La famiglia è un’istituzione che si regge a fatica e che tutti dribblano con il tradimento, l’evasione, il divorzio, la Sacra Rota, persino con l’omicidio (o il suicidio). Ora "El Pais" ci informa che in Spagna, Paese di tutte le sperimentazioni, cresce il numero dei coniugi che, senza separarsi legalmente, vivono in case diverse, spesso con amici, e con i figli se ce ne sono.
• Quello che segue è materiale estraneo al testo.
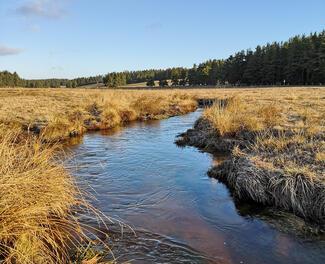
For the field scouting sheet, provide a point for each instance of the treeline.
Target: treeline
(298, 61)
(8, 79)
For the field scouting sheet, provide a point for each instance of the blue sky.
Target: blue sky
(71, 38)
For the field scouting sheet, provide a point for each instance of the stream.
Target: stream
(179, 214)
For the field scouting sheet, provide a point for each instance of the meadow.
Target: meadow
(278, 130)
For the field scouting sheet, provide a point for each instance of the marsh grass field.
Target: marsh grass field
(274, 136)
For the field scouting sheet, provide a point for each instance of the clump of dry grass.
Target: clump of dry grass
(38, 201)
(276, 150)
(59, 114)
(235, 116)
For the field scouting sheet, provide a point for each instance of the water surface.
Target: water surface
(180, 215)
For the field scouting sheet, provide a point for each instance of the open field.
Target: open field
(34, 228)
(275, 140)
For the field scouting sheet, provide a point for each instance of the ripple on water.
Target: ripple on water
(141, 177)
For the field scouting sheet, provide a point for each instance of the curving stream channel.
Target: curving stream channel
(179, 214)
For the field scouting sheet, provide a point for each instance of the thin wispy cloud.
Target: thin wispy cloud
(41, 8)
(6, 51)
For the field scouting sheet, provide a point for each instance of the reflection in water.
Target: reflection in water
(179, 214)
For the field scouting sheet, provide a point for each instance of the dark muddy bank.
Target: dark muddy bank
(180, 215)
(251, 177)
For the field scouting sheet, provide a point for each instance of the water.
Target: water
(179, 214)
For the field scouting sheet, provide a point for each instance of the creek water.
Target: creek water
(180, 215)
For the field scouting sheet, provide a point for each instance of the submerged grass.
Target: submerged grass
(40, 201)
(276, 150)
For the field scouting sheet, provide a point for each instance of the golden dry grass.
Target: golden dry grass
(38, 197)
(37, 202)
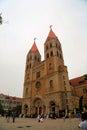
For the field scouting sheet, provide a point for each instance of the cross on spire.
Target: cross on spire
(51, 26)
(34, 39)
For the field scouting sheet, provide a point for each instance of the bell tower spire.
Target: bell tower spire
(52, 47)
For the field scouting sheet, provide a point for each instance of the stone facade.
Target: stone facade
(46, 84)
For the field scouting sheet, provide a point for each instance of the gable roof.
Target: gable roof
(52, 34)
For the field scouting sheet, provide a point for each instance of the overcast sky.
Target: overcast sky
(23, 20)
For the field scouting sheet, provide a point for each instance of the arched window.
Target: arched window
(50, 45)
(51, 53)
(50, 66)
(30, 65)
(47, 47)
(30, 57)
(47, 55)
(26, 91)
(57, 53)
(35, 57)
(51, 83)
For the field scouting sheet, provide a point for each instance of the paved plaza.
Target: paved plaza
(33, 124)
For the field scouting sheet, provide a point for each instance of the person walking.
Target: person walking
(83, 123)
(14, 116)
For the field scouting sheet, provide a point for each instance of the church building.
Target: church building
(46, 84)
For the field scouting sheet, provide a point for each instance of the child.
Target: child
(83, 123)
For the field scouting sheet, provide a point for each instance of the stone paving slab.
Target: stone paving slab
(33, 124)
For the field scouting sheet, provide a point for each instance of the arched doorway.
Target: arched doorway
(52, 107)
(25, 108)
(39, 107)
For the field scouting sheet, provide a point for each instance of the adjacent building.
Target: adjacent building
(9, 102)
(46, 84)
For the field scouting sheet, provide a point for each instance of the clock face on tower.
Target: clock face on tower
(38, 84)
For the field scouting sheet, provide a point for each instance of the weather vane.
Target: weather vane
(51, 26)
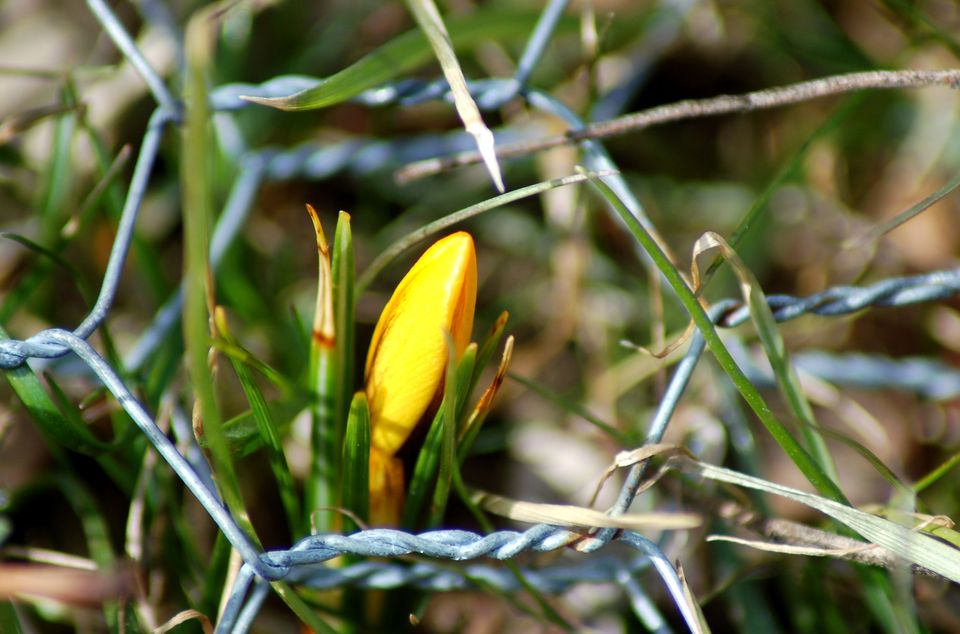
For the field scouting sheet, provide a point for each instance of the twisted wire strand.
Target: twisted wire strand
(455, 545)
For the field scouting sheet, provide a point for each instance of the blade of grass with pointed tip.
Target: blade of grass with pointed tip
(9, 621)
(95, 533)
(465, 373)
(355, 464)
(448, 437)
(343, 272)
(797, 454)
(425, 469)
(793, 165)
(427, 15)
(909, 545)
(487, 349)
(773, 346)
(243, 438)
(268, 432)
(54, 425)
(469, 428)
(405, 53)
(196, 177)
(448, 220)
(323, 485)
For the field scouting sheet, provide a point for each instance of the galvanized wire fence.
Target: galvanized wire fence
(304, 562)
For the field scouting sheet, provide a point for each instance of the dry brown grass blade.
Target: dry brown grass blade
(581, 517)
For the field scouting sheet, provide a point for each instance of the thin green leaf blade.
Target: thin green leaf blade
(403, 54)
(355, 492)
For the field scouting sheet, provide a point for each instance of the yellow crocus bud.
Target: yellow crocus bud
(408, 353)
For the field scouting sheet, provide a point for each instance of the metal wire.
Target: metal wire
(304, 562)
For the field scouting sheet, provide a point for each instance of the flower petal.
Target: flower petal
(407, 358)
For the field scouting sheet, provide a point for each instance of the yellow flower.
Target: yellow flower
(408, 358)
(408, 353)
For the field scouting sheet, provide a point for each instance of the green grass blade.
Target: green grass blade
(424, 472)
(572, 407)
(448, 438)
(344, 297)
(465, 374)
(774, 348)
(53, 423)
(196, 175)
(451, 219)
(355, 494)
(405, 53)
(269, 433)
(95, 533)
(797, 454)
(326, 444)
(790, 169)
(9, 621)
(487, 349)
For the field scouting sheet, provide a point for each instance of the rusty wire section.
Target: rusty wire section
(303, 563)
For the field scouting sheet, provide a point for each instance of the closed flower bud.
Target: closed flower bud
(408, 353)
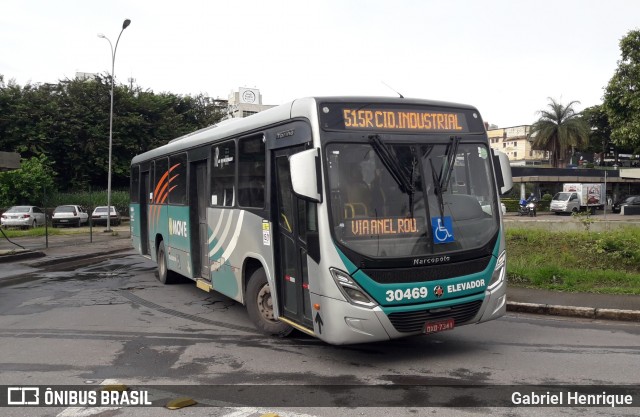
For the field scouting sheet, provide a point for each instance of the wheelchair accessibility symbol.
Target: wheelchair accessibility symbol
(442, 229)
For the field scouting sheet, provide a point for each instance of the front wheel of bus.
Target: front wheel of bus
(164, 274)
(260, 306)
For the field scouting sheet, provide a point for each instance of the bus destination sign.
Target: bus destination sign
(390, 226)
(404, 120)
Si tratta di un’uscita, e magari di una possibile rifioritura della famiglia, certamente di una trasformazione che mitiga i traumi nella confusione, nel cameratismo, nell’andirivieni: senza rimproveri, senza guardarsi in cagnesco e senza andare dall’avvocato che monetizza, svilisce e umilia. Ci sono già famiglie plurime che sembrano fattorie di genitori, altre sono fondate su una fatica domestica quotidiana dove, nel migliore dei casi, le mogli diventano sorelle. Questa spagnola è il parcheggio dell’amore, l’ennesima prova che la famiglia è un artificio che ha bisogno di cure, invenzioni, stampelle, vacanze… Ed è difesa a spada teologica dispiegata solo da chi non si sposa, dai preti che pretendono di salvare una istituzione che non solo non conoscono, ma che nei fatti dileggiano con il loro voto di castità. Per gli altri la famiglia è come un vizio: vorresti smettere, ma non riesci a separarti dal piacere che fa male.